In June, my family and I took the ferry to Governor’s Island. We’d never visited this small island in the New York bay, and we wanted to take advantage of nice weather and bike rentals to explore it.

On the ferry, we suddenly felt transported into another decade. Dapper men with handlebar mustaches, straw hats and bow ties were escorting pearled ladies with hats and gloves. Parasols abounded. Flappers with bobbed hair and short fringed dresses pursed their darkened lips while surveying the modern-day crowd with disapproval.

And we deserved it, I think. I looked around at the rest of us, those not aware that the Jazz Age Lawn Party started at noon on the island. We looked god awful. Faded T-shirts, gym shorts, women make-up free.

It made me feel sad, and it made me miss a time that I’d never really experienced, when people actually dressed up for a weekend outing.

My grandmother was a child of the 1920s era, and she never lost a bit of decorum, insisting on dressing in her Sunday best even at casual weekend gatherings. Unfortunately, I was a child of the 70s. So as a teenager, I rebelled against the formal dress code. Dismissed it. Donned the ripped jeans and the concert T-shirt. I also thought fashion was shallow and below me. I believed in deeper things, stuff that no matter how you dressed it, it demanded respect and thoughtful consideration.

I eschewed the dress code, but I never let down my guard on good writing. Over the years, I did come to appreciate both the art of fashion and the value (and the return) of dressing well. But slipping my writing into a pair of blue jeans never held much appeal to me.

Social media is the 60s counterculture of our era.
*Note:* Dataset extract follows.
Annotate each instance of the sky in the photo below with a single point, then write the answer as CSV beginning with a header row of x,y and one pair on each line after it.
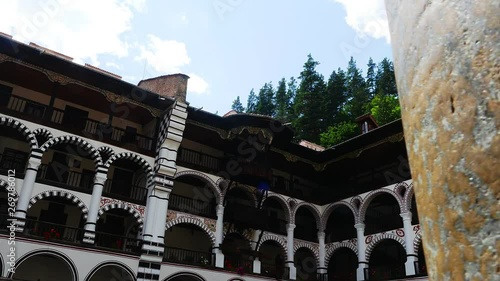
x,y
227,47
There is, I think, a deliberate disregard for the finer points of good writing, good spelling, and good grammar.

We’re all too familiar with SMS lingo: “R U @ home?” I understand that all of our text messages can’t be written with perfect grammar (although if you text me, I will reply in full sentences, with words spelled correctly and commas in all the right places). I get it, I do.

But, in all other communications, I don’t think it’s too much to ask for perfection. We need more decorum in our emails, our blog posts, even our Facebook status updates.

Because even if we think the bar is set lower and our colleagues expect imperfection in electronic communications,  a status update riddled with spelling errors (using their for there, for example) creates an insidious impression on your reader.

Whether you’re a business or an individual, people form prejudicial attitudes about you with every word you write. If you want to create a positive reputation, remember that words count. So dress them up – every day of the week.